Negative momentum of virtual photons?

Good eye. You are right that in the above e-e scattering picture, you can’t tell attraction from repulsion. This is because Feynman diagrams are fundamentally momentum-space entities. The particles in the diagrams are completely de-localized plane waves. Thus, attractive and repulsive scattering is indistinguishable. Pictorially, all you see at “infinity” is this: (N.B.: the drawings below are not Feynman diagrams)



             /
        ____/__
---->--|       |
       | black |
       |  box  |
---->--|_______|
            \
             \


which could come from attraction:



             /
            /
---->----  /
         \/
         /\
---->----  \
            \
             \


or repulsion:



             /
            /
---->-------
         
         
---->-------
            \
             \


To talk about the direction of a force, one necessarily needs a spatial representation, which gets messy (and fundamentally non-perturbative). If you try to calculate something like this, it ends up looking more like non-relativistic QM, insofar as you must step backwards into the messy pre-Feynman-diagram portion of relativistic QFT. But the approach is like that hinted at by Chronos – calculate a potential from a fixed charge and take gradients. (Or, if you prefer an easier way out, simply note that the coupling constant changes sign. :slight_smile: )

Yes, time is horizontal. You are right that I could have chosen a muon as one of the particles, but (as you recognize) that would only have hidden the main point that the classical analogy is limited, at best.

Good answer again. Thanks :slight_smile:

So does this mean that the hole doesn’t have to expend energy to create the particle pair? If so then I don’t see what role the BH plays in this process other than to eat one of the particles.

But that would seem to mean that the absorbed particle would have to have negative energy (intrinsic negative energy not just negative with respect to the field.)

Yup.

I believe Hawking radiation is essentially a frame effect caused by the way that the operator representing the particle number varies between more general types of coordinate transformatrions.

I guess from what I have read an infalling observer would NOT observe Hawking raditation just before they crossed the event horizon (though I admit the situation may be more complicated than that), instead the radiation is observed by a far away Schwarzchild observer.

I don’t know how exactly how it would break down if you wanted to describe it in terms of virtual particles, though I’ve certainly remember reading in Stephen Hawking’s book about how Hawking radiation is cause by virtual particle pairs and the infalling particle having negative mass. Whether that’s a great description of what’s going on even in terms of virtual particles is another thing.

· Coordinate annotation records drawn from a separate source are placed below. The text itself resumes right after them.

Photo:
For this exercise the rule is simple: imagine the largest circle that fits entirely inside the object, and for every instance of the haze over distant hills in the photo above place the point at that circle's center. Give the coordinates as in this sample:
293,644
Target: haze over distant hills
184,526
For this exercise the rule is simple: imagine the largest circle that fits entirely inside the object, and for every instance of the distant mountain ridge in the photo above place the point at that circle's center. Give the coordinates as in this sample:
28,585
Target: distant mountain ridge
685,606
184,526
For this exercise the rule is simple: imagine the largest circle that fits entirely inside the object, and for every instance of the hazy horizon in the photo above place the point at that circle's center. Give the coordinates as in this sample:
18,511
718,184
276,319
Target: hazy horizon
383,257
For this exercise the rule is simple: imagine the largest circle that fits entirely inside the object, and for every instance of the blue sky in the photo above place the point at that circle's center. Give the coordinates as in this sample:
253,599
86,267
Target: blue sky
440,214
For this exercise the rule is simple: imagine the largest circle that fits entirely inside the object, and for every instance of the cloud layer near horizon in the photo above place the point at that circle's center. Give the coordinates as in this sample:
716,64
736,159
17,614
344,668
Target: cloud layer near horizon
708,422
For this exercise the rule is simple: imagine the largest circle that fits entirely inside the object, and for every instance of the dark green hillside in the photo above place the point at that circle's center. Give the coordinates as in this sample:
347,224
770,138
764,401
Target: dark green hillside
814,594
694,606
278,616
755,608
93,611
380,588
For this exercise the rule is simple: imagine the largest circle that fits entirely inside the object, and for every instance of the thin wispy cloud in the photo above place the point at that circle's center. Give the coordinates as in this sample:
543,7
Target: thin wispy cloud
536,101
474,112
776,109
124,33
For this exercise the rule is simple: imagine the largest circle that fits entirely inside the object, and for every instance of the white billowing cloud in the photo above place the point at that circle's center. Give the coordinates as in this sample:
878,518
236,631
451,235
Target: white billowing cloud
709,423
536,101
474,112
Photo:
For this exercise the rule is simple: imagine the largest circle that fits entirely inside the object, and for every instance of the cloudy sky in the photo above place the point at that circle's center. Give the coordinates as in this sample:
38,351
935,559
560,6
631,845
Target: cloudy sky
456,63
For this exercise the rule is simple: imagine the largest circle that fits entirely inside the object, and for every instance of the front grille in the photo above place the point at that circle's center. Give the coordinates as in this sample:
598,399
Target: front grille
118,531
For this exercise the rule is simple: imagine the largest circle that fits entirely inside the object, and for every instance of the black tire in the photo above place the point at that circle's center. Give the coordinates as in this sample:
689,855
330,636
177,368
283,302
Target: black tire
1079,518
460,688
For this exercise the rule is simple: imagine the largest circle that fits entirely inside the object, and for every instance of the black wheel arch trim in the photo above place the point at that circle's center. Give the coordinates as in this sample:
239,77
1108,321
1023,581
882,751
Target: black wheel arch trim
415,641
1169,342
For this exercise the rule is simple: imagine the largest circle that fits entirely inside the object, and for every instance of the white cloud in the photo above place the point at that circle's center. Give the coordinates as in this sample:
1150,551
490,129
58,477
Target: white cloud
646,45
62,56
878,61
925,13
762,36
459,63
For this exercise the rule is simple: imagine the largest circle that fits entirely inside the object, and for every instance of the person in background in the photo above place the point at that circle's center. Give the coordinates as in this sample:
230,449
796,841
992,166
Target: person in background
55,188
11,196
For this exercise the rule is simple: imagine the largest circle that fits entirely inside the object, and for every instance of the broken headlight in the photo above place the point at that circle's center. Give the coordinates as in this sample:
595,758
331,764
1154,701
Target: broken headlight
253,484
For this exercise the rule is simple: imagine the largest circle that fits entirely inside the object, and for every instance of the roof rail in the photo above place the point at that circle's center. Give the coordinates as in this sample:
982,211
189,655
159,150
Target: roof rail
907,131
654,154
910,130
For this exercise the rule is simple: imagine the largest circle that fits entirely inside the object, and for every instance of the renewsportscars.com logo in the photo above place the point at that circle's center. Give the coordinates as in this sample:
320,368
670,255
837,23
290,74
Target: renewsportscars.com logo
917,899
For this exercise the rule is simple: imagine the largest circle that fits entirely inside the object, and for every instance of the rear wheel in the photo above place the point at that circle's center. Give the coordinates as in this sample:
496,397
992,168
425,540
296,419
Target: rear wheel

So the black hole plays it part in providing the background that this can all happen against and what’s going on with the virtual particles probably isn’t worth bothering too much about unless you’re trying to perform calculations.

So, are any photons real photons?

Real photons are an empirical fact.

My technical grasp of quantum field theory is not strong, but there’s a an important difference between the interactions being described on a Feynman diagram and a photon being absorbed by an eye. The former are reversible whereas the latter is irreversible (and the fact that it’s irreversible is important in quantum measurement theory). From what I understand also that the virtual photons usually represent the effects of static electromagnetic fields, whereas the photons emitted by a star which allow us to view that star are the result of a non-static electromagnetic field.

So I’d hazard a guess that viewing all photons that don’t start at infinity or propagate out to infinity is a serious case of model overstretch.

Okay, I’ve read a ton of stuff on Hawking Radiation from textbooks, the internet, sci.physics etc., and the conclusion I’ve come up with is that there are as many interpretations of HR as there are physicists.

I’ve come across a number of guys that hold that the total energy of the infalling particle is negative, but that, nonetheless, its mass/energy is still positive. This I can live with. Negative mass/energy I couldn’t live with because there would be no need for either a black hole or the HUP to create nothing from nothing.